Schrittwieser, Antonoglou, Hubert, Simonyan, Sifre, Schmitt, Guez, Lockhart, Hassabis, Graepel, Lillicrap, and Silver (2020) introduced MuZero, a reinforcement learning system that achieves superhuman performance in board games (Go, chess, shogi) and Atari games without knowing the rules or state transitions of the environment. MuZero learns a dynamics model of the environment from experience and uses it for planning via Monte Carlo tree search — a major advance toward general-purpose model-based RL.

Core content

Core problem addressed: AlphaZero requires the rules of the game (the transition function) to be provided.

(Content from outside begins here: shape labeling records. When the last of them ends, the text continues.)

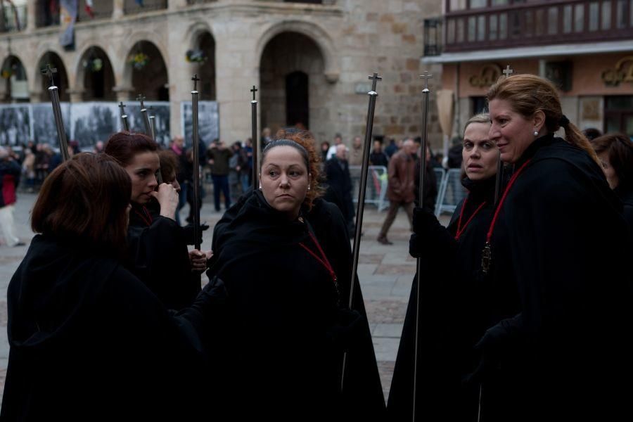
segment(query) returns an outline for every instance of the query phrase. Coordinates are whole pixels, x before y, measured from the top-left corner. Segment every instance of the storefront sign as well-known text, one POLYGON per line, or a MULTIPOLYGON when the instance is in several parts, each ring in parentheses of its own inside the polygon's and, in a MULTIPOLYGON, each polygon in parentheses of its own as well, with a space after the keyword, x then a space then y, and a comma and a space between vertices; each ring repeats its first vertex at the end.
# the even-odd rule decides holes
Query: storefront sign
POLYGON ((497 82, 501 75, 501 66, 499 65, 486 65, 481 68, 479 75, 473 75, 468 79, 471 85, 477 88, 487 87, 497 82))
POLYGON ((622 82, 633 84, 633 56, 620 58, 614 68, 603 72, 602 81, 608 87, 618 87, 622 82))

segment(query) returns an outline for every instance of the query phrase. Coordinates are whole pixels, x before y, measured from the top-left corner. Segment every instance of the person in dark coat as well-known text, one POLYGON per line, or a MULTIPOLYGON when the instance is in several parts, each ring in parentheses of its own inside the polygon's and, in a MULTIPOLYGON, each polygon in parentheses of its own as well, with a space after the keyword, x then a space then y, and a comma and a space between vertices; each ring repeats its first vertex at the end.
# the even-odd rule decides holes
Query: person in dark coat
POLYGON ((632 251, 621 203, 551 82, 511 76, 487 99, 490 139, 516 170, 482 268, 516 286, 520 306, 476 345, 468 381, 482 385, 481 418, 630 420, 632 251), (554 136, 561 128, 565 139, 554 136))
MULTIPOLYGON (((158 146, 142 134, 120 132, 110 136, 105 153, 114 158, 132 181, 128 228, 130 271, 170 309, 191 303, 200 291, 192 269, 204 271, 206 254, 187 250, 187 236, 175 221, 178 193, 167 183, 158 186, 158 146), (148 205, 156 201, 158 215, 148 205)), ((155 205, 154 205, 155 206, 155 205)))
MULTIPOLYGON (((426 167, 424 167, 424 188, 422 192, 424 195, 423 204, 426 209, 433 212, 435 210, 435 201, 437 199, 437 177, 435 176, 435 171, 433 170, 431 161, 430 149, 427 146, 426 167)), ((416 181, 414 191, 416 195, 415 203, 417 205, 420 203, 420 165, 418 157, 416 162, 416 181)))
POLYGON ((389 165, 389 157, 383 152, 383 143, 379 139, 373 141, 373 149, 369 154, 369 164, 370 165, 382 165, 383 167, 389 165))
MULTIPOLYGON (((490 129, 490 117, 485 114, 475 115, 466 124, 462 184, 468 195, 458 204, 448 226, 441 226, 433 211, 426 207, 414 212, 409 252, 422 260, 424 269, 416 421, 476 420, 478 386, 462 385, 461 379, 478 362, 473 347, 481 333, 506 316, 488 306, 498 293, 479 274, 481 250, 494 211, 499 158, 496 146, 488 139, 490 129)), ((389 421, 412 420, 416 298, 417 276, 390 389, 389 421)), ((516 300, 507 302, 516 304, 516 300)))
MULTIPOLYGON (((316 186, 307 169, 318 162, 288 139, 272 141, 262 155, 262 190, 244 196, 217 224, 207 273, 230 280, 222 342, 229 373, 219 381, 226 385, 226 411, 231 420, 381 420, 384 402, 364 309, 346 307, 345 224, 335 207, 307 196, 316 186), (236 281, 251 273, 252 282, 236 281)), ((354 298, 362 300, 359 290, 354 298)))
POLYGON ((210 399, 198 382, 201 334, 212 331, 222 282, 176 314, 125 269, 131 193, 126 172, 103 154, 78 154, 44 181, 31 218, 39 234, 7 292, 0 420, 201 416, 200 400, 210 399))
POLYGON ((325 198, 338 207, 347 224, 347 230, 353 236, 355 212, 352 200, 352 177, 350 176, 347 146, 343 143, 336 146, 336 155, 326 162, 325 174, 328 186, 325 198))
POLYGON ((622 200, 623 215, 633 236, 633 143, 622 134, 608 134, 593 139, 592 146, 609 187, 622 200))

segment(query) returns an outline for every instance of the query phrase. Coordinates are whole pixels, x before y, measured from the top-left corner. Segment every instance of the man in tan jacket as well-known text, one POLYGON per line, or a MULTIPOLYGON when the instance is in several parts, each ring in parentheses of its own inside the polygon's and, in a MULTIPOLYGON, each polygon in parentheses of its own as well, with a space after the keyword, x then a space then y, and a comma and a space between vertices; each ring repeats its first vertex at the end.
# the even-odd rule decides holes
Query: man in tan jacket
POLYGON ((387 232, 393 224, 400 207, 407 212, 409 226, 412 224, 417 159, 416 144, 413 139, 409 139, 404 141, 402 149, 394 154, 389 160, 389 182, 387 187, 389 211, 377 239, 383 245, 392 244, 387 239, 387 232))

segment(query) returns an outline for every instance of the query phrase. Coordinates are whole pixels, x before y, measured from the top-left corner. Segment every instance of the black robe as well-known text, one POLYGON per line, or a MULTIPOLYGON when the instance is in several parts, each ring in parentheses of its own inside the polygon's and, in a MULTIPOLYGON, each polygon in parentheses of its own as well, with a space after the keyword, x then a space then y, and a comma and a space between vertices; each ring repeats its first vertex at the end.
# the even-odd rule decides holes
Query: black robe
POLYGON ((528 159, 492 238, 492 276, 516 287, 520 309, 482 339, 482 418, 631 420, 621 205, 598 165, 563 139, 537 139, 516 168, 528 159))
MULTIPOLYGON (((481 251, 494 211, 494 177, 480 182, 462 181, 469 193, 459 241, 454 236, 464 200, 448 227, 442 229, 446 241, 433 245, 433 257, 421 257, 424 293, 417 421, 475 420, 478 389, 461 381, 478 359, 473 346, 487 328, 518 309, 516 289, 499 288, 480 273, 481 251)), ((416 238, 412 241, 430 241, 416 238)), ((415 276, 389 394, 389 420, 393 421, 411 420, 416 295, 415 276)))
POLYGON ((361 316, 353 327, 340 310, 351 276, 345 223, 338 210, 322 200, 302 218, 309 228, 286 221, 256 191, 231 207, 214 230, 215 255, 207 274, 227 281, 231 309, 224 342, 228 373, 219 376, 226 380, 220 420, 384 417, 357 281, 354 307, 361 316), (338 291, 329 273, 299 245, 316 251, 309 229, 338 276, 338 291), (344 350, 347 369, 340 395, 344 350))
POLYGON ((210 283, 177 314, 106 253, 36 236, 7 293, 0 419, 198 420, 198 333, 221 290, 210 283))
POLYGON ((127 230, 127 267, 169 309, 191 304, 200 290, 191 273, 187 234, 156 206, 132 204, 127 230))

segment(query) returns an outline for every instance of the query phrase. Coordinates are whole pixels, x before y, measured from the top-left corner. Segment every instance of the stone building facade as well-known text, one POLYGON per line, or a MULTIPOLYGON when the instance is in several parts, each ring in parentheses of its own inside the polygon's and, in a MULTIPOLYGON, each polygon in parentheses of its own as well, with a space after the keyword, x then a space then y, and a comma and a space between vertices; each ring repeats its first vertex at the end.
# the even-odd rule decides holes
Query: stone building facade
MULTIPOLYGON (((72 51, 60 45, 58 18, 48 10, 42 15, 48 3, 27 0, 25 25, 0 34, 3 68, 23 65, 23 101, 47 100, 39 69, 51 63, 59 69, 62 101, 126 101, 140 92, 168 100, 174 135, 194 73, 202 79, 201 99, 218 103, 220 136, 227 142, 250 136, 252 85, 259 89, 260 128, 300 122, 319 141, 340 133, 349 143, 364 132, 372 72, 383 77, 373 129, 379 136, 419 136, 418 75, 436 73, 432 90, 440 82, 441 66, 423 69, 421 61, 424 20, 441 13, 438 1, 145 0, 141 8, 134 0, 102 0, 94 2, 92 18, 80 0, 72 51), (207 60, 188 61, 188 51, 207 60), (148 58, 140 70, 131 61, 139 53, 148 58), (95 58, 98 75, 91 71, 95 58)), ((19 101, 1 84, 0 98, 19 101)), ((438 146, 433 102, 432 96, 429 139, 438 146)))

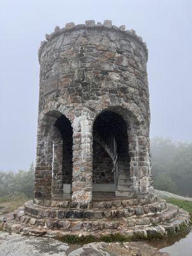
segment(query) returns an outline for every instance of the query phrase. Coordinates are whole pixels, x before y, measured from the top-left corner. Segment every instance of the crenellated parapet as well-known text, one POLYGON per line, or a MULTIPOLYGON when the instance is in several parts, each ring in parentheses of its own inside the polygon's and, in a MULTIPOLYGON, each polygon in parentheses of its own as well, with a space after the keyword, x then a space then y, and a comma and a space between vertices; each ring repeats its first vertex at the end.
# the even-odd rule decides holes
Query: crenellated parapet
POLYGON ((106 20, 104 23, 101 22, 96 23, 95 20, 86 20, 85 24, 80 24, 76 25, 74 22, 69 22, 65 24, 65 28, 60 28, 57 26, 54 32, 51 34, 45 34, 46 40, 42 41, 40 44, 40 47, 38 51, 38 59, 40 61, 42 51, 44 47, 47 45, 47 42, 55 36, 59 36, 61 34, 67 34, 70 33, 73 31, 79 30, 79 29, 97 29, 97 30, 111 30, 119 31, 121 33, 130 37, 136 42, 138 42, 143 47, 143 50, 145 52, 147 58, 148 58, 148 49, 147 47, 147 44, 143 41, 143 38, 136 35, 136 31, 134 29, 125 30, 125 26, 122 25, 118 27, 115 25, 113 25, 111 20, 106 20))

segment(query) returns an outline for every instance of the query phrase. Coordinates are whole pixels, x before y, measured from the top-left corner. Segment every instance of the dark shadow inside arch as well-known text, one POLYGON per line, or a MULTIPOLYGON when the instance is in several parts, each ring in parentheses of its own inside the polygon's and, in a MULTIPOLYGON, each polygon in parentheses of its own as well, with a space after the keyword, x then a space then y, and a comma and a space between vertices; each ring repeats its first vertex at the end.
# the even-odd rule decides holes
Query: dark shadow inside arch
POLYGON ((93 124, 93 191, 119 191, 126 195, 130 157, 125 120, 115 112, 102 112, 93 124))
POLYGON ((71 193, 72 179, 72 135, 69 120, 63 115, 58 118, 54 127, 58 130, 53 140, 52 194, 71 193))

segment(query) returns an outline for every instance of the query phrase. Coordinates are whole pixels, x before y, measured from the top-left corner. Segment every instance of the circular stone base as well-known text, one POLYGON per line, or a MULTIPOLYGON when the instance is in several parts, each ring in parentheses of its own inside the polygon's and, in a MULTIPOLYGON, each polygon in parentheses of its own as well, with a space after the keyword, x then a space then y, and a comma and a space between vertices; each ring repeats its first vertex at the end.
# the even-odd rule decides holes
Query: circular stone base
POLYGON ((3 228, 35 236, 120 233, 132 239, 151 239, 173 235, 189 225, 188 212, 164 200, 144 205, 133 202, 136 203, 131 200, 102 201, 93 203, 92 208, 79 209, 70 204, 42 206, 35 200, 15 211, 13 219, 5 220, 3 228))

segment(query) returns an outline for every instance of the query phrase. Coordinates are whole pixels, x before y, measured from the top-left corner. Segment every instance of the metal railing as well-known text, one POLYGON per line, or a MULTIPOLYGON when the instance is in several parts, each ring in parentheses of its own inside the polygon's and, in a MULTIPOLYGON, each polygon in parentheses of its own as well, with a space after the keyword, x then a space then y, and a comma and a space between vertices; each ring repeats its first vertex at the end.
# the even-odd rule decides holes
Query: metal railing
POLYGON ((112 132, 98 133, 93 130, 93 140, 96 140, 108 153, 113 162, 113 168, 111 170, 114 172, 115 188, 118 182, 118 152, 117 145, 115 136, 112 132))

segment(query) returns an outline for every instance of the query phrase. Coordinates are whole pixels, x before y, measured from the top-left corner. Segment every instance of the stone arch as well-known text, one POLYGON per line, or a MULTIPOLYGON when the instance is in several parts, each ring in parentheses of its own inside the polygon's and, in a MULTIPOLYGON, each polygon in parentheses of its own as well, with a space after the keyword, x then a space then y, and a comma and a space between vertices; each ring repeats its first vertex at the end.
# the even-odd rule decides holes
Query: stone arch
POLYGON ((131 186, 130 122, 127 124, 118 109, 102 110, 93 123, 93 191, 117 193, 122 189, 125 196, 131 186))

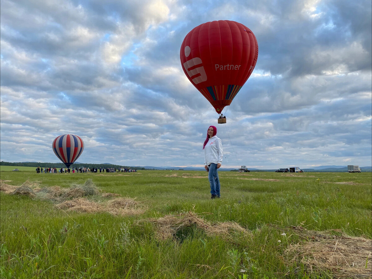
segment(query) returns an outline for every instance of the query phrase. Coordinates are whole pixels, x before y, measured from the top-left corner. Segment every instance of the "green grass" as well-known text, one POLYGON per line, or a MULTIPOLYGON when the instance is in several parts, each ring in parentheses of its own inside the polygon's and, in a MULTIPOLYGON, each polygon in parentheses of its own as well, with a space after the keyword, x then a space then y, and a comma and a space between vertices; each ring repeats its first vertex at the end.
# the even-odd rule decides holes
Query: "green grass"
POLYGON ((36 167, 17 167, 16 166, 0 166, 0 171, 12 171, 15 169, 18 169, 19 171, 35 171, 36 173, 36 167))
POLYGON ((330 278, 330 271, 312 273, 285 259, 288 245, 299 239, 283 239, 278 228, 372 236, 370 173, 220 172, 222 197, 211 200, 203 172, 36 174, 33 168, 16 172, 5 167, 1 178, 11 185, 28 179, 67 187, 90 178, 103 191, 135 197, 147 209, 125 217, 65 212, 47 201, 2 193, 2 278, 330 278), (190 210, 212 223, 236 222, 253 236, 211 237, 191 227, 161 241, 153 225, 138 222, 190 210))

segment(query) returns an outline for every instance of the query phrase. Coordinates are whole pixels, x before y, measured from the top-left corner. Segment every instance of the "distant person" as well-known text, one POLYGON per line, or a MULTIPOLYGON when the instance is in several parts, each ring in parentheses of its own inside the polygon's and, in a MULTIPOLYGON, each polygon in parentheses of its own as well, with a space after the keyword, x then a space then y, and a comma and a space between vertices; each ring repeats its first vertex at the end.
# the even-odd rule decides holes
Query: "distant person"
POLYGON ((217 137, 217 128, 209 126, 207 137, 203 145, 204 150, 204 168, 208 172, 208 179, 211 186, 212 199, 220 198, 219 178, 217 169, 222 164, 223 156, 221 140, 217 137))

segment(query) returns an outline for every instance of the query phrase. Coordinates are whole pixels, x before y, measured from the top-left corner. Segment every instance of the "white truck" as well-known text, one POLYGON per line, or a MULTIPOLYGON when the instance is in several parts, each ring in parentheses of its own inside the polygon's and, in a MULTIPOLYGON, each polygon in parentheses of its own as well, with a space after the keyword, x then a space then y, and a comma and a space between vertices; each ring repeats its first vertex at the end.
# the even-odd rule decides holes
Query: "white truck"
POLYGON ((359 166, 349 165, 347 166, 347 171, 349 172, 360 172, 360 168, 359 166))

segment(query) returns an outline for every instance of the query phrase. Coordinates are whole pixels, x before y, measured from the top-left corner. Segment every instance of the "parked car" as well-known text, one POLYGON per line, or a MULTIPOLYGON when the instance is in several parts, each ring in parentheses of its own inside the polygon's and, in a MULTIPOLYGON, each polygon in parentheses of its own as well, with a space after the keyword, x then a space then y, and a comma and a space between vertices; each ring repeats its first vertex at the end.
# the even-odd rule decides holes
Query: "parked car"
POLYGON ((279 169, 275 171, 275 172, 288 172, 288 169, 279 169))

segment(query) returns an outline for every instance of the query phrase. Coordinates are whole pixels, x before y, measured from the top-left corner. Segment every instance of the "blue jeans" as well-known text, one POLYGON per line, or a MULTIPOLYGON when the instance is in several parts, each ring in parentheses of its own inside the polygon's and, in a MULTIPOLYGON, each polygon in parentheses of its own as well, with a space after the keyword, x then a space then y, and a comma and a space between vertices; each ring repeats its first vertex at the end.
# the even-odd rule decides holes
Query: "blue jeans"
POLYGON ((217 164, 211 163, 208 166, 209 168, 208 173, 208 179, 211 184, 211 194, 218 197, 221 197, 219 189, 219 178, 218 178, 218 173, 217 171, 217 164))

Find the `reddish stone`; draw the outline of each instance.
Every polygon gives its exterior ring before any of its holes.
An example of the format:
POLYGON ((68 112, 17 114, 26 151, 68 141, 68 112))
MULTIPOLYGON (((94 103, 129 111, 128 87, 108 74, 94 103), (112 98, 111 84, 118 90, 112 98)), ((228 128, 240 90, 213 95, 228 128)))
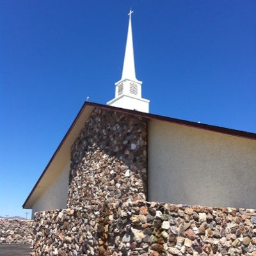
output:
POLYGON ((185 236, 190 240, 195 240, 196 237, 194 231, 193 231, 191 228, 188 229, 188 230, 185 232, 185 236))

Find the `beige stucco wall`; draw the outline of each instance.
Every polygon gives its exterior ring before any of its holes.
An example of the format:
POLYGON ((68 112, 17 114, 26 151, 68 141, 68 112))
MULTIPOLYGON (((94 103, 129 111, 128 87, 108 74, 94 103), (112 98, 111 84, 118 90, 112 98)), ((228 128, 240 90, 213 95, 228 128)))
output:
POLYGON ((32 207, 32 217, 35 212, 67 208, 69 166, 70 162, 36 200, 32 207))
POLYGON ((256 141, 150 120, 148 200, 256 209, 256 141))

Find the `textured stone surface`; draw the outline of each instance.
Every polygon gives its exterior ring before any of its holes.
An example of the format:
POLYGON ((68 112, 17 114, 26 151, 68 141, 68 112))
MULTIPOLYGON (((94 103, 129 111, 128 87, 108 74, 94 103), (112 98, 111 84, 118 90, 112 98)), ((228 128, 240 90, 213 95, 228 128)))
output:
POLYGON ((95 109, 71 152, 68 207, 145 199, 147 120, 95 109))
POLYGON ((187 207, 116 201, 38 212, 32 255, 255 256, 255 211, 187 207))
POLYGON ((31 244, 33 221, 0 219, 0 244, 31 244))

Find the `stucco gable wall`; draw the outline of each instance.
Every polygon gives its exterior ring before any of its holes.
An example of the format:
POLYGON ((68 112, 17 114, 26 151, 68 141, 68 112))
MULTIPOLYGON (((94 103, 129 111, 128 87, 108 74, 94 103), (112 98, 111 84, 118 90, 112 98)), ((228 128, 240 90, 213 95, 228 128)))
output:
POLYGON ((256 208, 256 141, 148 124, 149 200, 256 208))
POLYGON ((32 218, 35 212, 67 208, 70 163, 67 163, 60 175, 36 200, 32 208, 32 218))

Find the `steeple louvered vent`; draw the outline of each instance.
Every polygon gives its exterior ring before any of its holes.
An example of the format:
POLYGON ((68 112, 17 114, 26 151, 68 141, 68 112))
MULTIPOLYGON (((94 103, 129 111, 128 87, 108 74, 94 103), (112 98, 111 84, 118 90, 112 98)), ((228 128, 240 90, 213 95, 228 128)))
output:
POLYGON ((130 83, 130 93, 138 95, 138 85, 135 83, 130 83))

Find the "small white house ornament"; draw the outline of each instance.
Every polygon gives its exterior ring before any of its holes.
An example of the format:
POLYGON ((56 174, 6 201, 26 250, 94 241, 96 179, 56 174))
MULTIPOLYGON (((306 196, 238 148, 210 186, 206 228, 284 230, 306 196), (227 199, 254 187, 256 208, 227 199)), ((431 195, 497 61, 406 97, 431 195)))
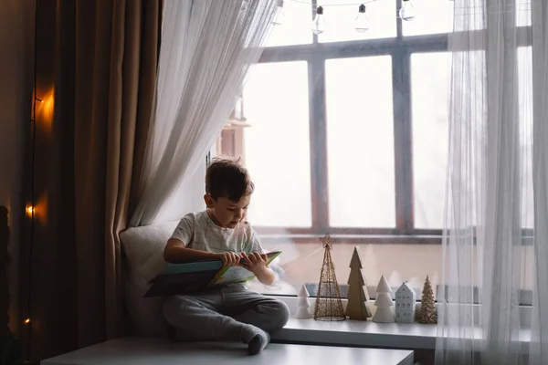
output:
POLYGON ((413 323, 415 321, 415 305, 416 296, 407 282, 395 291, 395 321, 413 323))

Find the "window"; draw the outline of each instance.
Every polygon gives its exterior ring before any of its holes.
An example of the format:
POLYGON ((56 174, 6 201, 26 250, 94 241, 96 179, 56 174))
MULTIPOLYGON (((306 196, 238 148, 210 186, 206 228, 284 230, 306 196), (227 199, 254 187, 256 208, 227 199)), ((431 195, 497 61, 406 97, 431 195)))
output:
POLYGON ((340 283, 356 245, 372 297, 381 275, 417 293, 427 274, 437 282, 453 5, 422 0, 422 18, 403 22, 400 3, 368 4, 365 33, 353 29, 357 8, 326 6, 317 36, 311 5, 286 1, 284 24, 251 68, 214 153, 243 159, 256 184, 248 219, 265 249, 283 252, 283 280, 263 292, 317 282, 326 233, 340 243, 340 283))

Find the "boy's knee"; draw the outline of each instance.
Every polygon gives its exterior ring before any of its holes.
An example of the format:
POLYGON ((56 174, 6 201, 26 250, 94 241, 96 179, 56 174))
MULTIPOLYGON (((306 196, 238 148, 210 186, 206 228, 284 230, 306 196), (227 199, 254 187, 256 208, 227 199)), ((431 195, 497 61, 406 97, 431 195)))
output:
POLYGON ((163 302, 163 317, 169 324, 174 324, 174 318, 184 313, 188 300, 183 297, 170 297, 163 302))

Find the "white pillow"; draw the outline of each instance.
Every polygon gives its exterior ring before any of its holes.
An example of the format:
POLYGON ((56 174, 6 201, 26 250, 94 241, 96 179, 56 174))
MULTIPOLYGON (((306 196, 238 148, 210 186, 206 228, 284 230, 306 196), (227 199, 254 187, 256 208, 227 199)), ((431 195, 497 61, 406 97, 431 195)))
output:
POLYGON ((142 336, 165 335, 165 319, 162 310, 163 297, 142 297, 150 280, 167 263, 163 248, 177 222, 129 228, 120 235, 125 253, 124 304, 133 332, 142 336))
POLYGON ((163 248, 178 222, 128 228, 120 234, 121 246, 132 269, 147 282, 167 265, 163 248))

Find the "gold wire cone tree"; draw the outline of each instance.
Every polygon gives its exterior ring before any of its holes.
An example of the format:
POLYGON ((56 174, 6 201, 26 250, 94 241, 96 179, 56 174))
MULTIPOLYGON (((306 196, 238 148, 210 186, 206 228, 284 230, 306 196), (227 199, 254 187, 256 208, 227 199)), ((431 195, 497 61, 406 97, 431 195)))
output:
POLYGON ((316 320, 344 320, 344 310, 341 301, 339 284, 335 276, 335 266, 331 256, 333 240, 331 235, 325 235, 320 238, 325 249, 323 253, 323 264, 320 274, 318 293, 316 295, 316 306, 314 308, 314 319, 316 320))

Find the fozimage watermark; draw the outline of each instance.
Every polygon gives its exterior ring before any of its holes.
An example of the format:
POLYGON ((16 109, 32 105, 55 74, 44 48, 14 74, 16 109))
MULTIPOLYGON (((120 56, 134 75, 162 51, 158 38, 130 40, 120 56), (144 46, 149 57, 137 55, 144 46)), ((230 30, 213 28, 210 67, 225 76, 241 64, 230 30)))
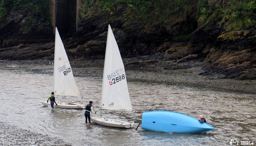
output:
POLYGON ((236 139, 232 139, 230 140, 230 145, 254 145, 254 141, 251 140, 236 140, 236 139))

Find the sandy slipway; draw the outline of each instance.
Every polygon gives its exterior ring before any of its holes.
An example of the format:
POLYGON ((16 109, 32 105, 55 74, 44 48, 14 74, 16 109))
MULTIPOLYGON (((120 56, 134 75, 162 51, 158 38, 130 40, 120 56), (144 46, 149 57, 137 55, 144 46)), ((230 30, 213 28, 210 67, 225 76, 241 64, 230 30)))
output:
POLYGON ((53 138, 0 121, 0 145, 71 145, 53 138))

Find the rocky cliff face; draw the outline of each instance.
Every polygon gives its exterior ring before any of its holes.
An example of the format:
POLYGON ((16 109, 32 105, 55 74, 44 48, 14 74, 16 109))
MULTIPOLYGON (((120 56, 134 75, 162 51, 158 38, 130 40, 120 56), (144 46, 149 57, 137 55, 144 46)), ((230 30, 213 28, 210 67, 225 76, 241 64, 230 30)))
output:
MULTIPOLYGON (((204 60, 199 75, 256 79, 256 31, 249 23, 255 18, 248 13, 244 21, 249 22, 243 28, 246 30, 237 27, 240 30, 237 31, 230 27, 232 25, 235 27, 232 21, 236 21, 230 18, 244 15, 227 9, 233 3, 220 0, 176 0, 158 6, 154 3, 158 2, 146 1, 151 3, 146 6, 137 2, 122 3, 123 1, 110 1, 119 3, 115 4, 98 1, 82 3, 80 6, 80 31, 60 34, 71 60, 104 58, 109 24, 123 56, 143 56, 143 60, 173 60, 177 64, 204 60), (145 7, 148 9, 144 10, 145 7)), ((244 11, 255 12, 256 4, 250 3, 245 3, 248 9, 244 11)), ((0 38, 0 59, 53 59, 54 36, 48 29, 42 33, 17 32, 27 14, 11 11, 6 19, 7 22, 0 23, 0 32, 4 34, 0 38)))

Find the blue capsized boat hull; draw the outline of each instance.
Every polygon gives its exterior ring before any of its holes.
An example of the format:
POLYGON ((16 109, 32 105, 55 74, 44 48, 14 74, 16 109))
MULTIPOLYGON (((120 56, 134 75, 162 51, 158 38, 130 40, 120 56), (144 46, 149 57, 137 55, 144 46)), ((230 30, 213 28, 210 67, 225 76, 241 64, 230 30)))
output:
POLYGON ((168 111, 143 112, 141 127, 143 130, 165 132, 204 133, 214 129, 194 117, 168 111))

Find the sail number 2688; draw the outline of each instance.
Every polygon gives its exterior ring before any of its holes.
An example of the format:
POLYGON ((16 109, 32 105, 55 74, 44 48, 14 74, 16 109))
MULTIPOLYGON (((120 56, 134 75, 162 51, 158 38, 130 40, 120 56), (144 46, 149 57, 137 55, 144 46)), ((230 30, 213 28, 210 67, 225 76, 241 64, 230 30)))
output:
POLYGON ((108 75, 107 76, 108 80, 110 80, 109 84, 111 85, 125 78, 124 69, 123 68, 117 69, 115 71, 112 72, 113 73, 108 75))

MuZero removes this requirement by learning the dynamics model itself (paper—mastering-atari-go-chess-and-shogi-by-planning-with-a-learned-model §Introduction).

Three learned functions:

  1. Representation function: Maps the observed state (e.g., raw pixels in Atari) to a hidden state (paper—mastering-atari-go-chess-and-shogi-by-planning-with-a-learned-model §Methods).
  2. Dynamics function: Predicts the next hidden state and immediate reward given a hidden state and action (paper—mastering-atari-go-chess-and-shogi-by-planning-with-a-learned-model §Methods).
  3. Prediction function: Maps the hidden state to policy and value predictions (paper—mastering-atari-go-chess-and-shogi-by-planning-with-a-learned-model §Methods).

Planning with learned models: MCTS operates entirely in the learned latent space — the real environment is only queried to obtain the initial observation and to execute the chosen action (paper—mastering-atari-go-chess-and-shogi-by-planning-with-a-learned-model §Methods).

Results:

  • Matched AlphaZero in Go, chess, and shogi despite not knowing the game rules (paper—mastering-atari-go-chess-and-shogi-by-planning-with-a-learned-model §Results).
  • Achieved a new state of the art on 57 Atari games, outperforming both model-free methods (DQN, Rainbow) and prior model-based approaches (paper—mastering-atari-go-chess-and-shogi-by-planning-with-a-learned-model §Results).
  • Demonstrated that learned dynamics models can be accurate enough for effective long-horizon planning (paper—mastering-atari-go-chess-and-shogi-by-planning-with-a-learned-model §Results).

Significance: MuZero demonstrated that model-based planning can scale to complex domains, bridging the gap between model-free RL (which works but doesn’t plan) and classical planning (which plans but requires known models).

Connections- Theme: theme—deep-RL, model-based-RL, theme—game-playing-ai, chess

  • Project: MuZero
  • Collaborators: Julian Schrittwieser (co-first), Ioannis Antonoglou (co-first), Thomas Hubert (co-first), David Silver (co-first), Karen Simonyan, Laurent Sifre, Simon Schmitt, Arthur Guez, Edward Lockhart, Thore Graepel, Timothy Lillicrap
  • Era: alphafold-era
  • Venue: venue—Nature
  • Extends: paper—a-general-reinforcement-learning-algorithm-that-masters-chess-shogi-and-go — MuZero generalizes AlphaZero by removing the need for known rules
  • Notable quote: “MuZero achieves state-of-the-art performance on Atari, matching the performance of the AlphaZero algorithm on board games without any access to the environment dynamics.” (paper—mastering-atari-go-chess-and-shogi-by-planning-with-a-learned-model §Abstract)

Honest Gaps

  • Metadata lists 4 co-authors; the actual paper has 12 authors.
  • The learned dynamics model can accumulate errors over long planning horizons, though MuZero’s re-analysis strategy mitigates this.
  • Performance on Atari, while strong, still falls short of the best model-free methods (e.g., Agent57) on some individual games.
  • The computational cost of MCTS with learned models is substantial — MuZero requires more compute per decision than model-free methods.
  • No code or models were released.
  • The PDF extraction has merged text (no spaces between words) in author names and some body text.